As you can imagine, any skirt that is supposed to come out looking like this:
is going to get to a point where there are almost unmanageable amounts of fabric. There were a few casualties of this process:
|gathering the top piece of the bustle got a few "bubble" I decided they were not serious enough to unstitch the whole thing.|
|After carefully pleating, pinning, and stitching the lower train to the upper train, I still managed to miss several layers of pleats. This did have to be redone.|
Possible Changes / Additions
1) Undo the bustling
As cool as this is, I may undo the bustling once I make the jacket to go with this skirt. It may be better to have a smoother back. Here are some shots of the skirt before I bustled the flounces.
2) remove the vertical trim
It looked really cool when I didn't use the same trim on the back bustle, but now I feel it's kind of distracting.
3) add more trim made of the black and purple silk.
I plan to incorporate these fabrics into the jacket, so I may have to wait until the jacket is completed to know if I really have enough to add more to the skirt.

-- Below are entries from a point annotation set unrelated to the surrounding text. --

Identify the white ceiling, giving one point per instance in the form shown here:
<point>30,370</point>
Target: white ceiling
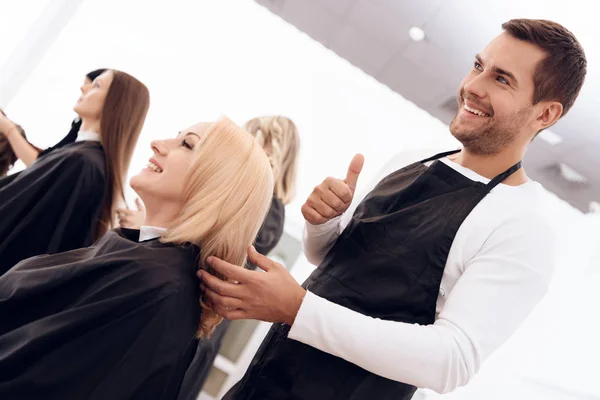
<point>373,35</point>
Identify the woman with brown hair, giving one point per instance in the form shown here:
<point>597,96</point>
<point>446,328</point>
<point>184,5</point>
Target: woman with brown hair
<point>119,320</point>
<point>28,153</point>
<point>67,198</point>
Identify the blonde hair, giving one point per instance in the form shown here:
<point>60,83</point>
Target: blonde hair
<point>229,185</point>
<point>279,137</point>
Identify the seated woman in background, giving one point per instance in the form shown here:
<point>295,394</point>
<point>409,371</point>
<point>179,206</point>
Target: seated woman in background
<point>278,136</point>
<point>28,153</point>
<point>7,155</point>
<point>66,199</point>
<point>119,320</point>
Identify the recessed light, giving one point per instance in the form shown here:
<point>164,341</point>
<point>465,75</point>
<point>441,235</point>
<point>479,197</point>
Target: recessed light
<point>417,34</point>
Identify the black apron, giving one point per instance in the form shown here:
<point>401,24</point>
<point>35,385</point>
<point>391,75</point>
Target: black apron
<point>387,263</point>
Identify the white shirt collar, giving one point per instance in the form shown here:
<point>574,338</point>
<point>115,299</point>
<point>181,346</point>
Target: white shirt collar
<point>150,232</point>
<point>88,135</point>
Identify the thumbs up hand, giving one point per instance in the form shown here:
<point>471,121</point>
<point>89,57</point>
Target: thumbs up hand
<point>332,197</point>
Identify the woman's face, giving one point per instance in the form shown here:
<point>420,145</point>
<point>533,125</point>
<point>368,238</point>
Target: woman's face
<point>163,179</point>
<point>93,95</point>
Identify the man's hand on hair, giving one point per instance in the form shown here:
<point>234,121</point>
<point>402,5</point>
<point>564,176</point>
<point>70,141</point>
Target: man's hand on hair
<point>271,296</point>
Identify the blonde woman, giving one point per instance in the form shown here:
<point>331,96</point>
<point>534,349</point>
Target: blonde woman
<point>279,138</point>
<point>119,320</point>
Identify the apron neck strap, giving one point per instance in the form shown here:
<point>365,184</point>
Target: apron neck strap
<point>501,177</point>
<point>440,155</point>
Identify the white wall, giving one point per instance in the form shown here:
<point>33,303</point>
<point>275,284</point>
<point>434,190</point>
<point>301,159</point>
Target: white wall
<point>204,58</point>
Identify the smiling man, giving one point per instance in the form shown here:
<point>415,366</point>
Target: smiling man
<point>438,265</point>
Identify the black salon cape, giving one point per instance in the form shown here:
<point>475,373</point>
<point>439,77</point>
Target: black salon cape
<point>52,206</point>
<point>113,321</point>
<point>195,377</point>
<point>68,139</point>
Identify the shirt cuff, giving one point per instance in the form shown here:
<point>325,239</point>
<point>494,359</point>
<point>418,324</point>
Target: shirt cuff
<point>318,230</point>
<point>302,330</point>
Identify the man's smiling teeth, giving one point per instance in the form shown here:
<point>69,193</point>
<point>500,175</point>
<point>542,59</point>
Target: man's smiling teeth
<point>476,112</point>
<point>153,167</point>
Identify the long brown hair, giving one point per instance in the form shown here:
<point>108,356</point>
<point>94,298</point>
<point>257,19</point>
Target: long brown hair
<point>278,135</point>
<point>123,116</point>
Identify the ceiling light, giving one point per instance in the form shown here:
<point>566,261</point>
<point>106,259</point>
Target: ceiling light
<point>417,34</point>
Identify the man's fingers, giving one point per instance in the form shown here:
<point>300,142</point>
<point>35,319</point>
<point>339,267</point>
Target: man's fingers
<point>312,216</point>
<point>354,171</point>
<point>317,204</point>
<point>336,202</point>
<point>219,286</point>
<point>263,262</point>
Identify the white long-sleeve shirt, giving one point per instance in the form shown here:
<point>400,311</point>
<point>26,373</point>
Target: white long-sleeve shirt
<point>498,268</point>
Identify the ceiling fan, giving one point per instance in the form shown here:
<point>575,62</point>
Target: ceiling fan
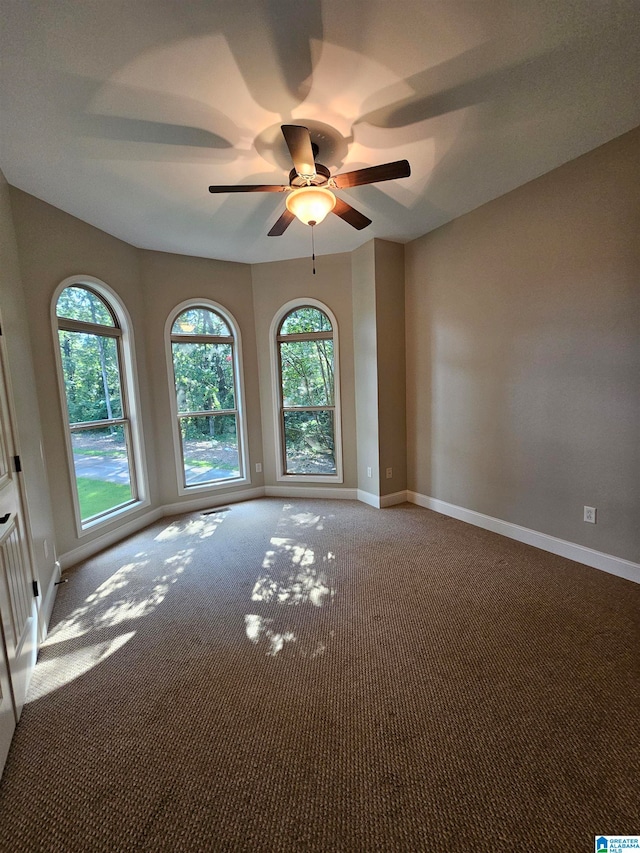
<point>310,194</point>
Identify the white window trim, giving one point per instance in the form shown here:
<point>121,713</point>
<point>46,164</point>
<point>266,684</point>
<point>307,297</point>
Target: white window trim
<point>281,476</point>
<point>243,455</point>
<point>130,391</point>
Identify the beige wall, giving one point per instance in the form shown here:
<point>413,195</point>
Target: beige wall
<point>365,340</point>
<point>523,354</point>
<point>29,436</point>
<point>390,372</point>
<point>169,280</point>
<point>53,246</point>
<point>275,284</point>
<point>379,355</point>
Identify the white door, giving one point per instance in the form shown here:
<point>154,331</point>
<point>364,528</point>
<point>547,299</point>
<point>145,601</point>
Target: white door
<point>18,606</point>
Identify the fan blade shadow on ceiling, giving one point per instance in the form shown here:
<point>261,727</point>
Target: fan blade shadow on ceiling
<point>157,132</point>
<point>275,57</point>
<point>469,79</point>
<point>180,125</point>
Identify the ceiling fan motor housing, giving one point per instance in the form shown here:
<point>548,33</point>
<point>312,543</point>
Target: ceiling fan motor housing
<point>320,178</point>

4) Add a removable dust ruffle.
This is the piece that will get done first, if I have more time. I bought some snap tape and I plan to attach the tape either to the skirt or to the bustle/hoop. The dust ruffle should extend beyond the edge of the train and protect the skirt from dragging directly on the ground. Also, people are no longer trained to avoid stepping on women's skirts. It's my hope that if the ruffles extend 2 - 3" beyond the train, then they will be the most likely thing to get stepped on. Since they will be attached with snap tape, they should just break away, rather than ripping the train off or throwing me dangerously off balance.
A final thought
It should be noted that I have yet to try this get up on. I hope that I can maneuver and sit down in it. Yes, that would be nice.